Les politiciens du Parti démocrate s’offrent souvent comme alternative en essayant de prendre la tête des manifs. Aujourd’hui, le parti veut renaître en se dressant contre Trump en répondant au meurtre de Floyd. C’est ce qu’on a vu à Los Angeles, où le maire, qui est latino, prend la tête des manifestations. Le maire de San Francisco l’a fait aussi. Le maire de Minneapolis, et beaucoup d’autres, soutiennent les manifestations, bien qu’ils soient bien sûr opposés à briser des vitres et à mettre le feu. Le maire noir de Washington a fait peindre une rue avec les mots BLM et l’a nommé « place Black Lives Matter ».

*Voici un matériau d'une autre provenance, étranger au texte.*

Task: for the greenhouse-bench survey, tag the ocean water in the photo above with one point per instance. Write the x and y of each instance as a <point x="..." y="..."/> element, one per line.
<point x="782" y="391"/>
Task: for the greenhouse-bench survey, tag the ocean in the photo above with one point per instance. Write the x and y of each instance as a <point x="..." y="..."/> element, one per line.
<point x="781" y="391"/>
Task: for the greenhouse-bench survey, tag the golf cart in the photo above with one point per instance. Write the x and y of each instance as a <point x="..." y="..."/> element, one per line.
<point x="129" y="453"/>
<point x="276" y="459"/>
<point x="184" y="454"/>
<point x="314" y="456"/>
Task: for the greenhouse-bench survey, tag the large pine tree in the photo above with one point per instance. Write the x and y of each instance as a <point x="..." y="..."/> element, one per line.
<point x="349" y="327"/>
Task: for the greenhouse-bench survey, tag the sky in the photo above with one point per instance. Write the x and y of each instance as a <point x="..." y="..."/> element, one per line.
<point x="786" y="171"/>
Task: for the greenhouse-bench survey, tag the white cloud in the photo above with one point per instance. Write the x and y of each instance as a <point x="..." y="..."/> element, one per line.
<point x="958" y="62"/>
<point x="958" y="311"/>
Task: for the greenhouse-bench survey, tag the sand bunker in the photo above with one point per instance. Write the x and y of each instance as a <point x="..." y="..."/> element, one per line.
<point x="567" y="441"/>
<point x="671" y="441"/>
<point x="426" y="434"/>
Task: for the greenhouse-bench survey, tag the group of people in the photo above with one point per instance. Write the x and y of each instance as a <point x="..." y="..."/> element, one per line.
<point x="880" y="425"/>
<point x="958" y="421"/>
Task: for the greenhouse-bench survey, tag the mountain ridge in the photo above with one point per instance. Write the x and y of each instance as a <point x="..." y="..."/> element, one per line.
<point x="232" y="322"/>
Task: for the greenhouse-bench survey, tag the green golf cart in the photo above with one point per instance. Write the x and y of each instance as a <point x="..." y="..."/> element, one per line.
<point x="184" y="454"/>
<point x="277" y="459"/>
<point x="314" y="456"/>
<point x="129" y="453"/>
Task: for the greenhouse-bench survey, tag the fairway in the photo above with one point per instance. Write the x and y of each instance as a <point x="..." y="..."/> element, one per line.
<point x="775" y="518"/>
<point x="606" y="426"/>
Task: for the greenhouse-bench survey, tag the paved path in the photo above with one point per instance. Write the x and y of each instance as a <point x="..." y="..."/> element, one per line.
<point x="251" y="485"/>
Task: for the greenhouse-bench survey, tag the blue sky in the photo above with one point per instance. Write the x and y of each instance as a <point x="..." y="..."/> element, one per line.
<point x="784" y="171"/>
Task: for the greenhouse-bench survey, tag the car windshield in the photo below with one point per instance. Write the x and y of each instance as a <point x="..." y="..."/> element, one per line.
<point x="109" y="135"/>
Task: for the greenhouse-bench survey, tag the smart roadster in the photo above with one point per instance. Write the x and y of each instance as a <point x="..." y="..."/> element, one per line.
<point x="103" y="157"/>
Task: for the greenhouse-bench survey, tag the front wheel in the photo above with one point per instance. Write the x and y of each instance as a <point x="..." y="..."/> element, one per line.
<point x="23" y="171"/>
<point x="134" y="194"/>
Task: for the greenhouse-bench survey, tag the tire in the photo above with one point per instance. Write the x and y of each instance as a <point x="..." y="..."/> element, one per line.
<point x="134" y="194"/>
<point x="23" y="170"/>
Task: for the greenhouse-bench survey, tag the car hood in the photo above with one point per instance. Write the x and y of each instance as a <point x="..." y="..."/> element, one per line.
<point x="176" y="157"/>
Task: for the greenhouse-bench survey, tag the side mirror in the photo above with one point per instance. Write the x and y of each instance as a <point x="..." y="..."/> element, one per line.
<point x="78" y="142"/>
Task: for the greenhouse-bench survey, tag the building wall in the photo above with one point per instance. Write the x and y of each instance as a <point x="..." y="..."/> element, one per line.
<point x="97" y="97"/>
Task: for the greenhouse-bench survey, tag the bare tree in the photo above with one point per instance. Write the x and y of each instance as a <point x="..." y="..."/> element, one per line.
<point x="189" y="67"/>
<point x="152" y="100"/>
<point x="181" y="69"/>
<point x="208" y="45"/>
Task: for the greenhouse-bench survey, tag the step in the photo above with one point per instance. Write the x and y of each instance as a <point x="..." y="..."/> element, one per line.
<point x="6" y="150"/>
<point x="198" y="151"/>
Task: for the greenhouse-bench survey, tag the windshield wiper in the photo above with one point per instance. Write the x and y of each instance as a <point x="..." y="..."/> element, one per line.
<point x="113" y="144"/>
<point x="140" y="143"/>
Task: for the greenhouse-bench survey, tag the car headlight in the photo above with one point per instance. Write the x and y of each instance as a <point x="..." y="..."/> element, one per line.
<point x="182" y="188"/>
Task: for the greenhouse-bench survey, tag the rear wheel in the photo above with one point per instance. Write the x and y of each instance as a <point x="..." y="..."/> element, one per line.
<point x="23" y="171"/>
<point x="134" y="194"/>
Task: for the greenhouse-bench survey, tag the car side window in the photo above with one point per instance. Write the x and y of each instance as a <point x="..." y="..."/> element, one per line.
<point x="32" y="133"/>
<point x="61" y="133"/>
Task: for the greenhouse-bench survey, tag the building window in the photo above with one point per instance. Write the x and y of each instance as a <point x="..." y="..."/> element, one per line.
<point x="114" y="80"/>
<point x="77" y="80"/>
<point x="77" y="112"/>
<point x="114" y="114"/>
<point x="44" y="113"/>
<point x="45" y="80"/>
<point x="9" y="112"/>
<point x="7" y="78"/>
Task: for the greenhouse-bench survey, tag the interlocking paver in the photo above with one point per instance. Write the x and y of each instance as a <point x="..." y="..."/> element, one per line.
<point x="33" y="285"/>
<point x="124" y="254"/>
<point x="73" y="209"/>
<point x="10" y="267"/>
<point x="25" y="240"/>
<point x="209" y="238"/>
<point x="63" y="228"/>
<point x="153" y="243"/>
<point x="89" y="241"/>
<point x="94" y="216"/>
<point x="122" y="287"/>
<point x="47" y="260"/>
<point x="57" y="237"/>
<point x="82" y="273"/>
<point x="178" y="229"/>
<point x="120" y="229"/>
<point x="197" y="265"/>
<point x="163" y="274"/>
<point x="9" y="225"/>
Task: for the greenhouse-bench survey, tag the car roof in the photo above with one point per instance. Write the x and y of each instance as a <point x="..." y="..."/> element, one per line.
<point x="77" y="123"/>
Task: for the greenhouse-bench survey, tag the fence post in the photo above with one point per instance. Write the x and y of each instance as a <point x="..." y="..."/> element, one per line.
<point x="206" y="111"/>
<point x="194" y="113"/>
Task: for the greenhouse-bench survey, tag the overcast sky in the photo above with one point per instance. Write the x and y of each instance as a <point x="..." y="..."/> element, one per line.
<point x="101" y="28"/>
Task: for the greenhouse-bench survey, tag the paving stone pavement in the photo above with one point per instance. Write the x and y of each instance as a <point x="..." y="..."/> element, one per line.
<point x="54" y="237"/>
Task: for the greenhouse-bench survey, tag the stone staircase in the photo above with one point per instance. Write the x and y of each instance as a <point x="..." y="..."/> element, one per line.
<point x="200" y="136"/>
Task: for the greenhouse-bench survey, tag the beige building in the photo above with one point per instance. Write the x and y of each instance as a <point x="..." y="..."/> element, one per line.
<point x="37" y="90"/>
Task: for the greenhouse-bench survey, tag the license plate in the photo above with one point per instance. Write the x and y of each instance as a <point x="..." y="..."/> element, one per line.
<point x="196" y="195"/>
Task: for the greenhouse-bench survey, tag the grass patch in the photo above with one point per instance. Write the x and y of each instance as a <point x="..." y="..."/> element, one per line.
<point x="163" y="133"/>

Jeudi, des villes comme San Francisco, Oakland et Seattle ont mis fin à leur couvre-feu en réponse à la pression croissante des manifestants qui défient les consignes de couvre-feu. Ici à Oakland, des milliers de manifestants ont dansé dans les rues pour défier le couvre-feu, sans conséquence, et donc, il a été levé, au prétexte de l’absence de violence. Mercredi, Obama s’est prononcé en défense des manifestations. Les politiciens noirs, les ONG, chantent le même refrain : il n’y aura pas de futur si nous ne gagnons pas ces élections.

Il nous semble donc évident que la majorité de la classe dirigeante veut faire attention à ne pas provoquer la population en ce moment, et espère qu’en soutenant une bonne partie des manifestants, elle pourra faire passer la protestation par des canaux sûrs, et redonner confiance au peuple dans les élus et les commissions de surveillance de la police, et dans les élections futures.